Walmart prepared to fight back against Aldi and Lidl
No-frills grocery chains Aldi and Trader Joe’s have been attracting loyal customers in the U.S. regions where they operate, and as similar retailer Lidl (which also sells apparel and home goods) readies its entry into the U.S., many observers are wondering what its arrival means for the future of the grocery category. Even before Oppenheimer’s note this week, as early as February, there were signs that Walmart was responding to the threat with aggressive pricing.
While the moves garnered kudos from Oppenheimer analyst Parikh, it may be a nightmarish deja vu for Walmart, which in the U.K. has seen its Asda grocery unit decimated by a years-long price war sparked by the same German grocers that are now expanding in the U.S.
For a report last year, experts repeatedly told Retail Dive to look at Britain’s grocery wars to understand the devastation that could be wrought by Aldi and Lidl. Asda and rival supermarkets Sainsbury, Tesco and Morrisons, like the retailers cited by Parikh, have been slashing prices to neutralize the German threat.
Although the depressed post-Brexit British pound has slowed Aldi and Lidl’s momentum somewhat, not much else has changed since that red flag, and that has some analysts warning that Lidl and Aldi could do to Walmart in the U.S. what they did in Europe.
Keep in mind that Walmart limped away from its German grocery effort in 2006, selling 85 stores to homegrown German retailer the Metro Group at a $1 billion loss after an eight-year struggle to establish a beachhead there, losing hundreds of millions of dollars a year in the process. Asda has faced similar challenges in the U.K. market, with sales falling for seven straight quarterly periods as of last year, as more shoppers head to Aldi and Lidl.

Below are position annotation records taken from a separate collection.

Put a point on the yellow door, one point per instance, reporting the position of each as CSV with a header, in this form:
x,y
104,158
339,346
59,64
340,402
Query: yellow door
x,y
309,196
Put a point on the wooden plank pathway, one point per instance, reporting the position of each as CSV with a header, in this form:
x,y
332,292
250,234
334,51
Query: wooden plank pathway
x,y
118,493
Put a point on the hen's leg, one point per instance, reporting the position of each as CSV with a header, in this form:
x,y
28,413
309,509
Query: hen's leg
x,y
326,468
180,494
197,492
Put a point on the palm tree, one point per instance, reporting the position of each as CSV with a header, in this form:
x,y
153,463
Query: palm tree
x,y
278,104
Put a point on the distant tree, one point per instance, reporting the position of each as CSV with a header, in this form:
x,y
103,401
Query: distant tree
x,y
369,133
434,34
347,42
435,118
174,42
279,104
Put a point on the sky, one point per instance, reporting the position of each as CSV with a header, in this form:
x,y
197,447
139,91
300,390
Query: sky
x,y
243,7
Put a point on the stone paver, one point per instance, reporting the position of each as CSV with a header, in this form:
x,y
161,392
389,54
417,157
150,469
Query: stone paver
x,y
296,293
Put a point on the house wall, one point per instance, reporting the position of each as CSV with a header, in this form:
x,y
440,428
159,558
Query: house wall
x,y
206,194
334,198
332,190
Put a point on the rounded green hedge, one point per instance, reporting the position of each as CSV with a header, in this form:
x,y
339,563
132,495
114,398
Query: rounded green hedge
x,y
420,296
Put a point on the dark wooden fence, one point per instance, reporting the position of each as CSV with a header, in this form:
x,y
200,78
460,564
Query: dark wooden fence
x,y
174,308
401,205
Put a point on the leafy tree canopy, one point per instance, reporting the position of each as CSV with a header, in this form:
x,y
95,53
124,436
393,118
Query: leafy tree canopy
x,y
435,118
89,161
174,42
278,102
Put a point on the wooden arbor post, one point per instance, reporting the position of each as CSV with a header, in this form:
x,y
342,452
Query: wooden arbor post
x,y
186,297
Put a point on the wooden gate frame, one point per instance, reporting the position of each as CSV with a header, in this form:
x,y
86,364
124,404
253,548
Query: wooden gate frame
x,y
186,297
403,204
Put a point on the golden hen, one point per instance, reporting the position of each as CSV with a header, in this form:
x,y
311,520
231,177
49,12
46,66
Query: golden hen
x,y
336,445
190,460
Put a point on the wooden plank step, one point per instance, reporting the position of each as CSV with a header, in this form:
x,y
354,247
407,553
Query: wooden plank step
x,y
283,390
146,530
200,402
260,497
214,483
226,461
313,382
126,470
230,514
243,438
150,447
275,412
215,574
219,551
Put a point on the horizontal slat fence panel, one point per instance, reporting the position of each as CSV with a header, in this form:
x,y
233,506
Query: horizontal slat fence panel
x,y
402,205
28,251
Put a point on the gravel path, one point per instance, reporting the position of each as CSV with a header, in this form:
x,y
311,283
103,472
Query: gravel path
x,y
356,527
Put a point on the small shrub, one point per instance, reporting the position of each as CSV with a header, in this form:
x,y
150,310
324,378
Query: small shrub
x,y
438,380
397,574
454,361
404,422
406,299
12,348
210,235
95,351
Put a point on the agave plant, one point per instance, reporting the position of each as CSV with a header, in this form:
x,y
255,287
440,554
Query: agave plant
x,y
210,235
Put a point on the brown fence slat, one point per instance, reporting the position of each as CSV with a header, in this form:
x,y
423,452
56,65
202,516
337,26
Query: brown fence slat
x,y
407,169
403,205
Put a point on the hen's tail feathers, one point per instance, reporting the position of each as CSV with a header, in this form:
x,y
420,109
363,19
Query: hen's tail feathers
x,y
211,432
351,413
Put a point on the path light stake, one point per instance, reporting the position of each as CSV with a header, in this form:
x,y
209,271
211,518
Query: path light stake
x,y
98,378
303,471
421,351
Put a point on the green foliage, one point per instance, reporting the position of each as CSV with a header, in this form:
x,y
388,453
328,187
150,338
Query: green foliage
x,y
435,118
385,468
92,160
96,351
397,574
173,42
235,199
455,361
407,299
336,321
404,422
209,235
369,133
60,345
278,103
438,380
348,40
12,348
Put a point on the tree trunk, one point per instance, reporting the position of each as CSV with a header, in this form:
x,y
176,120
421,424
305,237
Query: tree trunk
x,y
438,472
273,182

London-based Bloomberg columnists Andrea Felsted and Chris Hughes said last August that it’s “time for Walmart to cut Asda’s apron strings” in the U.K., too. “The U.S. retail giant has struggled with the U.K. supermarket it bought for 6.7 billion pounds ($8.9 billion) in 1999,” they wrote. “A sale to a private equity firm would make sense,” considering that U.K. grocery retailers, already battered by the ongoing price war, are unlikely to be interested. Instead, Walmart (which declined to comment on our earlier story) appears to be shoring up Asda’s resources. Two years ago, Asda announced a turnaround effort including price cuts and store improvements as well as a halt to plans for “click-and-collect” sites, and last year Walmart replaced outgoing Asda CEO Andy Clarke with Sean Clarke, previously president and CEO of Walmart China.